La Piana del Sele, area strategica per l’agricoltura della provincia di Salerno, ormai è a rischio saturazione, una valida alternativa potrebbe essere l’Alento.

È quanto afferma la Coldiretti di Salerno, il cui presidente Vittorio Sangiorgio ha annunciato che con il Consorzio di Bonifica Velia, il Parco Nazionale e i Comuni del Bacino, si sta lavorando ad un progetto sostenibile di sviluppo dell’agricoltura locale e di turismo rurale che assicuri l’insediamento di imprese a conduzione giovanile sugli oltre 7000 ettari disponibili.

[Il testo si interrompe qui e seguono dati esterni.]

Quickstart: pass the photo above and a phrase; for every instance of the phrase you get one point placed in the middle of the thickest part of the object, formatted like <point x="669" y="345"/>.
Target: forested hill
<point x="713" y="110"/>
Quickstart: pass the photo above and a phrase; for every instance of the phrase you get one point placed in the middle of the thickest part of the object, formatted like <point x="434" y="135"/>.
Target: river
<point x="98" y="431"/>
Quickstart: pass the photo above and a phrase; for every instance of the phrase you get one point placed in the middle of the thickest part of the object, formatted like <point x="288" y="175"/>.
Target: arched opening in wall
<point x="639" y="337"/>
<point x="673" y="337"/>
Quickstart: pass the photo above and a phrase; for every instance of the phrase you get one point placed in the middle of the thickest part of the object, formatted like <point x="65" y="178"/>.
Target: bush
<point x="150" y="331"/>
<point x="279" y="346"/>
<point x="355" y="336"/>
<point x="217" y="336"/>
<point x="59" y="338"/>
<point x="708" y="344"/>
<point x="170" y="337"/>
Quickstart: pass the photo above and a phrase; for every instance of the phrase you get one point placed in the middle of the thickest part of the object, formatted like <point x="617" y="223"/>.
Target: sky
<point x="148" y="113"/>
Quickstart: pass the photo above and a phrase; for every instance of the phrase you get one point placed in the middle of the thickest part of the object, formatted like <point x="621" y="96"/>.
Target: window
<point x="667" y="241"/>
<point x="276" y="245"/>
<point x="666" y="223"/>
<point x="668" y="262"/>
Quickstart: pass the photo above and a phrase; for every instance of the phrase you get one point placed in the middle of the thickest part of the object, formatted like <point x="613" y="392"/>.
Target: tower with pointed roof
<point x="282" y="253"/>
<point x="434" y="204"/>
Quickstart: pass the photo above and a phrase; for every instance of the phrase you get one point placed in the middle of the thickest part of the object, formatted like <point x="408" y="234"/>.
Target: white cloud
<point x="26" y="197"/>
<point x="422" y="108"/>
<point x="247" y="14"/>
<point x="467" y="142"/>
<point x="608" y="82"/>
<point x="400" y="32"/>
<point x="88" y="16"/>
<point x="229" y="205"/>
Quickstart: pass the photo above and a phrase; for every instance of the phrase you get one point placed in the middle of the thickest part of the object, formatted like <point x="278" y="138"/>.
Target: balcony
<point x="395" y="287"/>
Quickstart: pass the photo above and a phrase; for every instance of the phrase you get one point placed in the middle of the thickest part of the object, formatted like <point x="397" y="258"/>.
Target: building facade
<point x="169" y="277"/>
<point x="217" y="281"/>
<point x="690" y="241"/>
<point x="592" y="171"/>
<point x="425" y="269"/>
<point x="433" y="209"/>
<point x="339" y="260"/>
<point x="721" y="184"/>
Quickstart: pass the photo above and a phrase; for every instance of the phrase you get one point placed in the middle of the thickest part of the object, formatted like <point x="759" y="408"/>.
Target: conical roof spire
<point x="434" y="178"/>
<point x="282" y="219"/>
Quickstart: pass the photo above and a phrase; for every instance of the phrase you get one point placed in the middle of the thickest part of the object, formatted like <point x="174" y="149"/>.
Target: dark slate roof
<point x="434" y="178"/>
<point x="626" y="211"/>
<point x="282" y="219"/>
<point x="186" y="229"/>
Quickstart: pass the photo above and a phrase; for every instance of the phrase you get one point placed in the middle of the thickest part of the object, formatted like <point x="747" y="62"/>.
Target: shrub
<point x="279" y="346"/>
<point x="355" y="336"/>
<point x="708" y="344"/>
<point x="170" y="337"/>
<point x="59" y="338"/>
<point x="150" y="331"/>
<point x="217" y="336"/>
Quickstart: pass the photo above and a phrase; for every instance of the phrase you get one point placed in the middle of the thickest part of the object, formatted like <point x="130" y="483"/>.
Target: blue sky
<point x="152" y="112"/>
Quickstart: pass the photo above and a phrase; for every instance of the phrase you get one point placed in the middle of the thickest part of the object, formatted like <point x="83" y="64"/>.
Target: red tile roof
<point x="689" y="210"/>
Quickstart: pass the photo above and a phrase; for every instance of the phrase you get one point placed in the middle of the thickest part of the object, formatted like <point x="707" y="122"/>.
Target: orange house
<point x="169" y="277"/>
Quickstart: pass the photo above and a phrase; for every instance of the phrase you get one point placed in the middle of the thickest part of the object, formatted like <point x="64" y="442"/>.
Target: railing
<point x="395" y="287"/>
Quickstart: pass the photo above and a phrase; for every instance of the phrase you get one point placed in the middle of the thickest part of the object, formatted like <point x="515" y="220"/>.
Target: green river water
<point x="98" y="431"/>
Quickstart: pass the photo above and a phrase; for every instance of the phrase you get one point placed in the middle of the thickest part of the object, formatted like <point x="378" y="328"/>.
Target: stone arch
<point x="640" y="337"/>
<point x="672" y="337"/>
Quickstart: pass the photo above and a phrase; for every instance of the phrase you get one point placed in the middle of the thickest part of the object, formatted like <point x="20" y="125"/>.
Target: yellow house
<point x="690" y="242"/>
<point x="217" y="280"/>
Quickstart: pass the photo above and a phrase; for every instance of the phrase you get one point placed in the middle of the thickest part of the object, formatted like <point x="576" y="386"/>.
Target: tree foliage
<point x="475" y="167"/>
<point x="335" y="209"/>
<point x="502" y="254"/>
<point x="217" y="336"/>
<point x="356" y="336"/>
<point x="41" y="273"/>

L’Alento, ha spiegato Sangiorgio, dispone di punti di forza che altre aree non hanno a cominciare dai settemila ettari attrezzati con impianti a pioggia e acqua irrigua di qualità, che godono di un ottimo clima e di un potenziale enorme, considerando l’aumento di flussi turistici nel Cilento.

Bisogna rendere disponibili questi terreni a giovani che vogliono investire nel comparto agricolo – continua Sangiorgio – per stimolare la crescita, l’occupazione e la redditività degli aspiranti imprenditori.